Depuis les grecs nombreux sont ceux qui s'interrogèrent sur les différences, les liens, entre le champ du sonore qui ne se limite pas au musical et le champ de l'image qui excède le tableau. La place importante de Lessing me fait le retenir ici à titre d'exemple. Dans le Laocoon, alors qu'il questionne les différences entre peinture et poésie il évoque l'ode de Dryden écrite pour la fête de sainte Cécile qui présente des peintures musicales intraduisibles par le pinceau. Lessing règle le problème ainsi soulevé entre peinture, poésie et musique, Mais je ne veux pas me laisser aller à ces exemples qui ne nous enseignent guère qu'une chose : que les couleurs ne sont pas des sons et que les oreilles ne sont pas des yeux.

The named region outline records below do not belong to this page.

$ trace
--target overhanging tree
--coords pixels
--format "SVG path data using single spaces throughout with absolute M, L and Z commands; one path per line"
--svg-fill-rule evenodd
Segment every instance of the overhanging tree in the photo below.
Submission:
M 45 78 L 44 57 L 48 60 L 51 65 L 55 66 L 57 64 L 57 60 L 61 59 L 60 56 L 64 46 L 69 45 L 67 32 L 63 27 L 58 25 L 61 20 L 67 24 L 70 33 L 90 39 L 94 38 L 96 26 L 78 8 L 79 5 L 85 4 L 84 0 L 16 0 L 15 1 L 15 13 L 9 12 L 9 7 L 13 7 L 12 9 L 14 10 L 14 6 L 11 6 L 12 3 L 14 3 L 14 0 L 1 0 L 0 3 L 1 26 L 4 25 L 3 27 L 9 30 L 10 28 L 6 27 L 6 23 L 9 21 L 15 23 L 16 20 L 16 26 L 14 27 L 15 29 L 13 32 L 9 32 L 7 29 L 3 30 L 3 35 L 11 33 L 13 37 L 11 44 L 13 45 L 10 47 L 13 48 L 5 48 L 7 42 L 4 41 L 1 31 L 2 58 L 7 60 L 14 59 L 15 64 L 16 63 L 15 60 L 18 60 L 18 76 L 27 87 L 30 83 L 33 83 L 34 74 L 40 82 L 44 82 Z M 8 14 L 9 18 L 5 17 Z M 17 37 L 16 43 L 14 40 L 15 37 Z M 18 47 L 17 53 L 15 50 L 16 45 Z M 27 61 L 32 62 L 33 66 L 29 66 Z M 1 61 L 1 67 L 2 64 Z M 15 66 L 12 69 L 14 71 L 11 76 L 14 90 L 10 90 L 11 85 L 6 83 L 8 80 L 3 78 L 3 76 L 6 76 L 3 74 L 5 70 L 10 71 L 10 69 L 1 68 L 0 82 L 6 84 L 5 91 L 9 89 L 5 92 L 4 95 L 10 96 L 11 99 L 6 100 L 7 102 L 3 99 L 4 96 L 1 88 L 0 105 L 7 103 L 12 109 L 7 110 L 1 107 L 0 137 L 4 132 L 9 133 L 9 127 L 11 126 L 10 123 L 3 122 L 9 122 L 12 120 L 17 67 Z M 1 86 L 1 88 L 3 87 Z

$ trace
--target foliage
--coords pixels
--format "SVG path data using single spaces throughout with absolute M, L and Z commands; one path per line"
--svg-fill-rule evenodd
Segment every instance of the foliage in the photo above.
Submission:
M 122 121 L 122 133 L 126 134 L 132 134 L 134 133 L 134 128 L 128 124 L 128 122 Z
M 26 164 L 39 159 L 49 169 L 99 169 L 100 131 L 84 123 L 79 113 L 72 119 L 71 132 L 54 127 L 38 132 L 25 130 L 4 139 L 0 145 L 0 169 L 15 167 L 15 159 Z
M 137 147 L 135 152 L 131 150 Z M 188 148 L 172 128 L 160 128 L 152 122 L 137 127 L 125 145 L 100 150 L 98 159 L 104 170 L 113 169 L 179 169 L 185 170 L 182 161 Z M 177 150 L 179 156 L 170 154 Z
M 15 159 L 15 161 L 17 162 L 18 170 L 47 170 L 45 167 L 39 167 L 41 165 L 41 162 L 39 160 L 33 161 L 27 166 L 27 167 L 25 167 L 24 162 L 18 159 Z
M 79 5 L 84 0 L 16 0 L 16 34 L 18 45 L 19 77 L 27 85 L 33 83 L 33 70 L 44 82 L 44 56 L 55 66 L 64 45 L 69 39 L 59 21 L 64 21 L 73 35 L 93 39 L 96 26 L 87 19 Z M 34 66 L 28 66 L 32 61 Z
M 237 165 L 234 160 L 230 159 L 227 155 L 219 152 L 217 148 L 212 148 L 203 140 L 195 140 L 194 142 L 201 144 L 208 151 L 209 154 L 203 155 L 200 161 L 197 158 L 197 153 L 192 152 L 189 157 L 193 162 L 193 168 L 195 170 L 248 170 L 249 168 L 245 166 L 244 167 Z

Dont acte. Mais pourquoi ces continuelles références des uns aux autres ? Et, comme nous allons le voir avec Schoenberg les liens entre eux sont d'une autre complexité. Avec la théorie freudienne des pulsions, que devient ce qui semble ici pensé comme un irréductible ? Je propose d'aborder la production de l'œuvre en tenant compte du fait que le sujet est affublé d'un corps, corps vivant, corps pulsionnel, érogène. Corps d'un sujet, irréductible à la seule discursivité puisque porteur de signes, il est aussi habité d'un nœud de symptômes. Le désir, Lacan n'a cessé de le souligner, est le fait même de la contingence corporelle. A nouveau, j'indiquerai un écart entre l'approche de Nicolas et ce que j'essaie de poser ici. Dans La singularité Schoenberg, il soutient que "l'œuvre est sujet de la musique", le sujet véritable, c'est l'œuvre et non le musicien", ce dernier qualifié de "musicien-sujet" est le déchet puisque non intégrable dans le mode propre de la pensée musicale. Il y a au niveau des catégories utilisées ici deux problèmes. Le premier de l'ordre d'une anthropomorphisation de l'œuvre, de la musique, douée d'une pensée, d'un être, d'une vérité, et le deuxième concerne le statut de déchet de ce "musicien-sujet".

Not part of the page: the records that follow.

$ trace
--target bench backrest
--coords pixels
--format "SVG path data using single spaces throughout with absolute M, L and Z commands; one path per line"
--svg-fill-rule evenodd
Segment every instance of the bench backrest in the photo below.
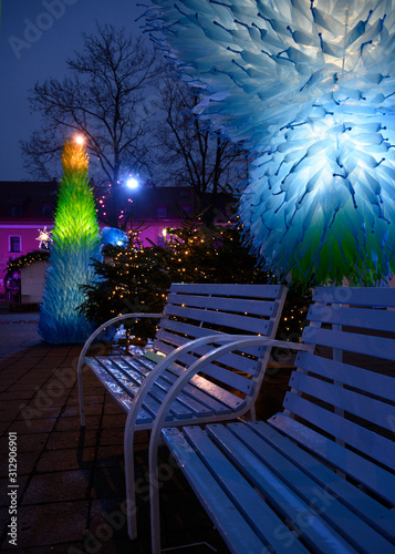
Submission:
M 318 287 L 285 414 L 395 469 L 395 288 Z
M 154 348 L 167 355 L 189 340 L 224 332 L 274 337 L 285 295 L 280 285 L 173 284 Z M 200 347 L 181 362 L 189 366 L 209 349 Z M 268 356 L 267 348 L 232 352 L 206 366 L 205 373 L 251 397 L 258 393 Z

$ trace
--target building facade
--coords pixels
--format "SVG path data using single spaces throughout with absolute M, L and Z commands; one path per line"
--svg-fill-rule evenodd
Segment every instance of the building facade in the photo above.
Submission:
M 7 276 L 11 259 L 40 248 L 40 230 L 52 229 L 56 205 L 56 182 L 0 182 L 0 296 L 11 297 L 18 277 Z M 97 218 L 105 222 L 105 203 L 97 195 Z M 185 216 L 195 213 L 194 193 L 187 187 L 141 186 L 125 195 L 119 224 L 139 228 L 144 246 L 164 245 L 169 240 L 167 227 L 177 227 Z M 7 277 L 9 277 L 7 283 Z M 8 286 L 7 286 L 8 285 Z

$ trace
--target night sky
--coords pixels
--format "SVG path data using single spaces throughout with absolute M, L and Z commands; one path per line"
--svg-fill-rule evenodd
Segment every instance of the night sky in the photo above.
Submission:
M 29 110 L 37 81 L 65 75 L 65 60 L 82 47 L 82 32 L 98 23 L 141 32 L 144 8 L 131 0 L 0 0 L 0 181 L 32 178 L 23 168 L 20 140 L 40 126 Z M 53 11 L 53 16 L 50 11 Z M 40 29 L 41 27 L 41 29 Z

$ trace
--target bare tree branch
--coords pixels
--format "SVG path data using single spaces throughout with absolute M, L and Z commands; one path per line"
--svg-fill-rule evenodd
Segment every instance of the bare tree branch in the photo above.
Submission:
M 64 140 L 83 134 L 87 152 L 97 160 L 95 181 L 112 185 L 107 223 L 116 225 L 119 181 L 132 172 L 148 171 L 145 98 L 162 66 L 154 50 L 124 29 L 97 25 L 96 34 L 83 38 L 82 50 L 67 60 L 70 74 L 62 82 L 37 83 L 31 91 L 31 110 L 41 114 L 42 127 L 21 143 L 22 154 L 35 177 L 58 176 L 60 164 L 54 162 Z

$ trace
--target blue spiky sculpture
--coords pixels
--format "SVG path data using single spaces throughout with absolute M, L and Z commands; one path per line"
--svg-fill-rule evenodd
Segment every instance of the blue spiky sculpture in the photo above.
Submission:
M 394 0 L 154 0 L 200 117 L 251 151 L 239 215 L 277 275 L 377 284 L 395 265 Z
M 66 142 L 63 151 L 50 267 L 40 306 L 39 334 L 53 345 L 84 342 L 93 324 L 79 315 L 84 301 L 80 288 L 95 280 L 93 259 L 101 259 L 100 229 L 89 161 L 84 146 Z

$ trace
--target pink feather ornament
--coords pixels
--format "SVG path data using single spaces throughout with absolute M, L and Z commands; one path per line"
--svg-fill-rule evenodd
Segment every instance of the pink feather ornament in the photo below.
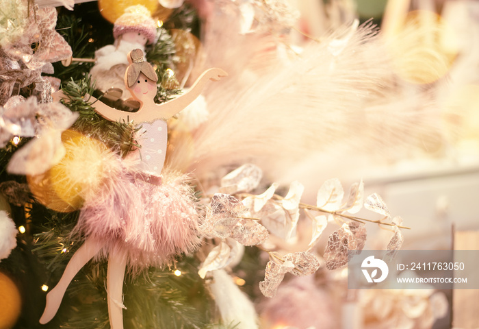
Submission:
M 199 245 L 199 217 L 186 177 L 165 171 L 159 184 L 131 168 L 110 171 L 94 199 L 87 202 L 77 233 L 105 243 L 102 251 L 122 251 L 133 273 L 162 266 Z

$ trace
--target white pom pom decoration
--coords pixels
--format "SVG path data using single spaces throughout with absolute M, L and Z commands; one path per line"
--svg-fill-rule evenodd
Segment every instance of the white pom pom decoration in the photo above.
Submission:
M 15 223 L 6 211 L 0 210 L 0 260 L 6 258 L 16 247 Z

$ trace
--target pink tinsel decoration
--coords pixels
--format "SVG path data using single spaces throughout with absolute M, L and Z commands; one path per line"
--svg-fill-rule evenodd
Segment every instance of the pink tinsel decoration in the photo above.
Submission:
M 166 170 L 151 184 L 131 168 L 114 170 L 85 204 L 75 232 L 105 243 L 105 256 L 125 254 L 133 273 L 191 252 L 200 242 L 199 217 L 185 179 Z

Dans le registre de la peinture François Wahl, avec Le discours du tableau soutient une proposition du même ordre que celle de Nicolas. Démontrer qu'il y a un discours du tableau suppose une énonciation. Et, il y aura production d'un sujet dans le temps même de sa constitution comme manque dans l'économie discursive. La motivation au geste de peindre s'inscrit dans la soumission à la règle de l'immanence que François Nicolas souligne côté musique. Je cite Wahl, Il n'existe pas d'autre motivation au geste de peindre - à la production touche après touche, de son discours - que la curiosité  [Je souligne]envers la phrase qui va surgir : envers ce qu'elle va signifier du visible.[3]  Dans un article de la revue Horlieu, F. Wahl, lecteur du livre de Nicolas, exprime son regret qu'il ne donne pas sa définition du sujet. Il lui indique sa voie qui consiste à désigner dans la musique une instance du discours, une logique de l'idée, sans laquelle un sujet ne peut soutenir quelque consistance que ce soit. Schoenberg est appelé à la rescousse avec une citation du Style et l'idée, malheureusement tronquée de la dimension que je privilégie ici : Mais la base de ma musique est mon sens évident de la logique. Je ne peux m'empêcher de penser logiquement et si, lorsque j'écris, les symptômes [Je souligne]bien connus  de ma logique musicale apparaissent, même à des endroits où je ne les ai pas consciemment placés, nul, s'il a quelque idée de ce qu'est la logique musicale, ne doit s'en étonner.[4]  Schoenberg n'oublie pas la dimension du symptôme, possiblement à l'œuvre dans toute expression, pas plus qu'il n'oublie comme nous allons le voir, la dimension de méconnaissance, au sens analytique du terme, inhérente à la créativité.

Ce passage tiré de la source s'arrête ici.